Texto: Chiq
Regresé al lugar mágico. Un año después me volví a encontrar ahí, narcotizado y solo. Me recibió triste, nublado y lluvioso. Él también sabía que la bella no estaba con nosotros. Volví para cumplir nuestra promesa y para llenarme de su aire callejero y puro.
Ahí estaba yo, ahora un año más viejo, observando a los artistas y sus obras, sus cuadros, sus actuaciones, sus esculturas, sus espectáculos, su alegría. Durante el viaje, mantuve la esperanza de encontrar su cabello entre la gente, entre los cientos de personas que visitamos los jardines y las calles, entre sus sonrisas y aplausos, entre la melancolía de la música.
Visiblemente cansado, recorrí el camino que va desde el mercado hasta el teatro, deteniéndome a veces en la fuente o recorriendo el jardín.

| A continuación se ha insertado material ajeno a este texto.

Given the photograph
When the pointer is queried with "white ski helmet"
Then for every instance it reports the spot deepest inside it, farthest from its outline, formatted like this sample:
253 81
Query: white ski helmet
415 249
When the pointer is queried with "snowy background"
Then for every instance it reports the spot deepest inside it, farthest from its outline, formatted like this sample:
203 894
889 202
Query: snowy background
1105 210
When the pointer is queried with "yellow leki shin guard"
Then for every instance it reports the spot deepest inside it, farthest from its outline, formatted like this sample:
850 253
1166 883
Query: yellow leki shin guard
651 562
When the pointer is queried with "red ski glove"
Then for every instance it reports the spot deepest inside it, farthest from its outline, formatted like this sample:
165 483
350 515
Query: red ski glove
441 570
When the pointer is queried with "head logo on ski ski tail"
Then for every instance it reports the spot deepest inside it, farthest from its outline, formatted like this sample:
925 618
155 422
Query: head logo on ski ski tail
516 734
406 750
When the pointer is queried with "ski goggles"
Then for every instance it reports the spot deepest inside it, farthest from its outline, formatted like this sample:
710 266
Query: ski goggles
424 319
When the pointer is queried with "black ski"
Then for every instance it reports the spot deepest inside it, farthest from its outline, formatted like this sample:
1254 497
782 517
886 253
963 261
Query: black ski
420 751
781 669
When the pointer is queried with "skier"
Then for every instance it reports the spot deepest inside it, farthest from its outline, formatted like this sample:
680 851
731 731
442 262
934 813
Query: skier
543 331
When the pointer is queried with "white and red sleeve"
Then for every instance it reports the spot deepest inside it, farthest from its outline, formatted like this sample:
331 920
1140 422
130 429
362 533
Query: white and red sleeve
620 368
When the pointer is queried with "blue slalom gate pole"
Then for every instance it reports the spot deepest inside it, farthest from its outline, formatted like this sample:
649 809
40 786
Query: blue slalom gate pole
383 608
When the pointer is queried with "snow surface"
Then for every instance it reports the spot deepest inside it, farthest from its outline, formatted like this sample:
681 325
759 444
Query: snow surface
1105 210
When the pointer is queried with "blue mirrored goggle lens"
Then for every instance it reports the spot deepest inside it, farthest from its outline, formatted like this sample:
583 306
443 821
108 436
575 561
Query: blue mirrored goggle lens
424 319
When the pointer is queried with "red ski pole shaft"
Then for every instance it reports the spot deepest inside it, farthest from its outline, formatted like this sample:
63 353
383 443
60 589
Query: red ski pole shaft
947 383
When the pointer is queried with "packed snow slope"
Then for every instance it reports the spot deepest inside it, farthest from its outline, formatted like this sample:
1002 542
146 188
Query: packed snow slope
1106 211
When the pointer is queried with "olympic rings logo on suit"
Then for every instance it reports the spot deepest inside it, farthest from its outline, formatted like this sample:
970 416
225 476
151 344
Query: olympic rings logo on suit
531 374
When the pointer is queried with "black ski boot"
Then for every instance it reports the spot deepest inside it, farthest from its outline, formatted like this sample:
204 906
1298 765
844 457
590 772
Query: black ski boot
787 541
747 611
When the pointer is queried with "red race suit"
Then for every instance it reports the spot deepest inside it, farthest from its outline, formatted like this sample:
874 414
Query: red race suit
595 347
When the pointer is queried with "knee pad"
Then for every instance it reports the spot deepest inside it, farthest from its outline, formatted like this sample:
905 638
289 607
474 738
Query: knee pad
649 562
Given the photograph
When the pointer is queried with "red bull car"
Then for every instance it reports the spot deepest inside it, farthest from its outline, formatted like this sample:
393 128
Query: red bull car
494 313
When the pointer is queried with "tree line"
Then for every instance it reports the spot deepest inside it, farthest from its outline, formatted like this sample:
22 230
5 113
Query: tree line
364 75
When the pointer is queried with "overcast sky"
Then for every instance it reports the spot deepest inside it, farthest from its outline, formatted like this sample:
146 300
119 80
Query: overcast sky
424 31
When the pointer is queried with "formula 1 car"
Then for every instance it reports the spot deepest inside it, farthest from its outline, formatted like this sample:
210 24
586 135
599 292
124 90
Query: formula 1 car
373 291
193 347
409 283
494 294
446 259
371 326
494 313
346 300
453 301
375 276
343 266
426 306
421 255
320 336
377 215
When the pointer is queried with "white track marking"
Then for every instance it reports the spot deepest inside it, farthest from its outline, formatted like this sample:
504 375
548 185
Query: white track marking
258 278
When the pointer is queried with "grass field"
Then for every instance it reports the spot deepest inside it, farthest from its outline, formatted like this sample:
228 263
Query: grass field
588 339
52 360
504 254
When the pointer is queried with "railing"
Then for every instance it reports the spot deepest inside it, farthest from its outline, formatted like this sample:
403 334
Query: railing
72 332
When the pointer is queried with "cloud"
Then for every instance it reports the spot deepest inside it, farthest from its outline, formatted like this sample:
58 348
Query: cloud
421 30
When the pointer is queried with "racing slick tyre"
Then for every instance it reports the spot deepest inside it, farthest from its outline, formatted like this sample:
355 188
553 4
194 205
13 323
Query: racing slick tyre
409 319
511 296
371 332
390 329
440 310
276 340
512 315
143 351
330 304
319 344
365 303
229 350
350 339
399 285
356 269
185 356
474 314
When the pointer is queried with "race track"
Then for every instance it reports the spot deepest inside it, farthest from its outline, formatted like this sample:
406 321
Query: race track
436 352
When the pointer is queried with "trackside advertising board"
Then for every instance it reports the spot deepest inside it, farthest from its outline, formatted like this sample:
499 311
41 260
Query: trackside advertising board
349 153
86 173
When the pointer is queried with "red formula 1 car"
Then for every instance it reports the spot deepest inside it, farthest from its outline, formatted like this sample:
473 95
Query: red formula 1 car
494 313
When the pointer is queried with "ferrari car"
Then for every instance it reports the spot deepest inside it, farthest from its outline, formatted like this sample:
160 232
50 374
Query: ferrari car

Lo habré hecho cincuenta y cuatro veces la tarde del viernes y otras tantas el sábado, siempre con ilusión y sabiendo que una de las cualidades que admiro de la bella es su don para aparecerse cuando uno menos lo espera, así que continué buscándola. Encontré rizos parecidos a los suyos, pero nunca unos con la espiral perfecta que los de ella formaban alrededor de mis dedos.
La primera noche fue la más difícil, tal vez. Dolido por no haberla visto durante las catorce horas que duró mi recorrido por las calles, deposité mi cuerpo en la silla de un bar, tomé varias cervezas y comencé a fantasear. Fumé unos cigarrillos y al terminar la penúltima cerveza, encendí el puro. Contrariado por aquella promesa rota, el lugar mágico me cobijó con la noche más hermosa que pudo haberme entregado: fría, estrellada e inmensa. Así decidí terminar el día. Fatigado y triste, me tumbé en la cama para soñar con ella.